Program PTLS Ini semacam mega proyek pengelolaan sampah berbasis investasi; sebab memerlukan dana besar dan lahan yang luas. Daerah punya lahan, tinggal mencari pendanaannya.
“Kami sampaikan bahwa kami di Kabupaten Tasikmalaya memiliki kesiapan penuh untuk menjadi daerah penerima manfaat program tersebut. Sebagai bukti keseriusan, sudah kami amankan lahan sampai belasan hektare. Lahan ini sudah siap verifikasi oleh tim pusat dan pihak investor,” ujar Cecep.
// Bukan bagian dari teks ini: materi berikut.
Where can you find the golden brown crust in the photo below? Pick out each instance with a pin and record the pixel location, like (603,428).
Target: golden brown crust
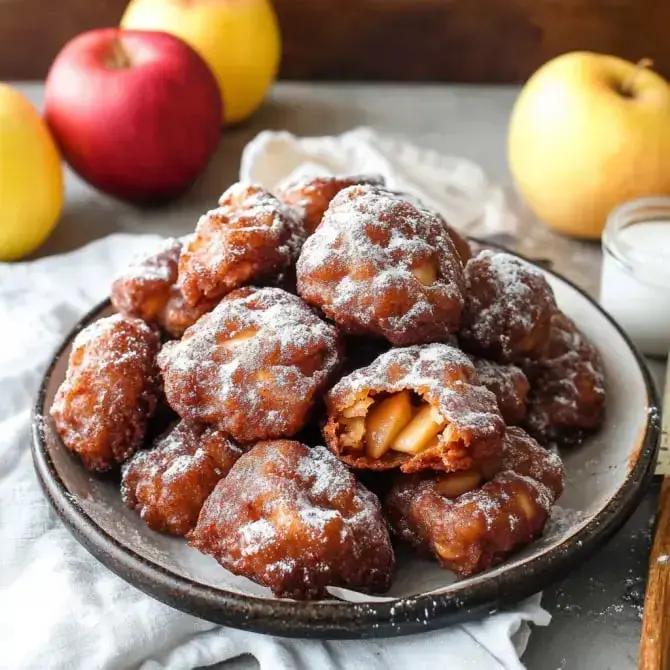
(482,527)
(110,391)
(253,367)
(147,290)
(169,483)
(177,315)
(378,265)
(567,397)
(461,244)
(509,385)
(312,195)
(295,519)
(250,237)
(143,289)
(508,308)
(444,378)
Di samping lahan, Pemerintah Kabupaten Tasikmalaya juga sudah menyiapkan berbagai persyaratan penunjang lainnya. Jadi, secara prinsip, sudah sangat siap.
Jika kelak benar-benar terwujud, PTLS akan memiliki kapasitas olah yang luar biasa massif. Tepatnya dapat menjadi solusi bagi masalah lingkungan karena mampu menyerap dan mengolah 600 hingga 800 ton sampah per hari.
“Proyek ini nantinya kami integrasikan langsung dengan Pembangkit Listrik Tenaga Sampah atau PLTSa. Jadi sekaligus kami mendukung ketahanan energi nasional,” Cecep menandaskan.
Di pihak lain, Restuardy Daud menjelaskan bahwa banyak manfaat bagi daerah yang terpilih menyelenggarakan PTLS. Di samping mendapatkan solusi atas permasalahan sampah darurat, juga akan berdampak pada perekonomian lokal.
Sederhananya, angka pengangguran akan menurun karena serapan tenaga kerja meningkat. Ekosistem bisnis akan tumbuh dengan munculnya peluang usaha baru di sekitar kawasan industri pengolahan.
Proses selanjutnya tinggal tindak lanjut. Seperti melakukan studi kelayakan serta verifikasi faktual terhadap kesiapan fasilitas di lapangan. Jika semua memenuhi syarat, pada 2027 sudah bisa mulai pembangunan.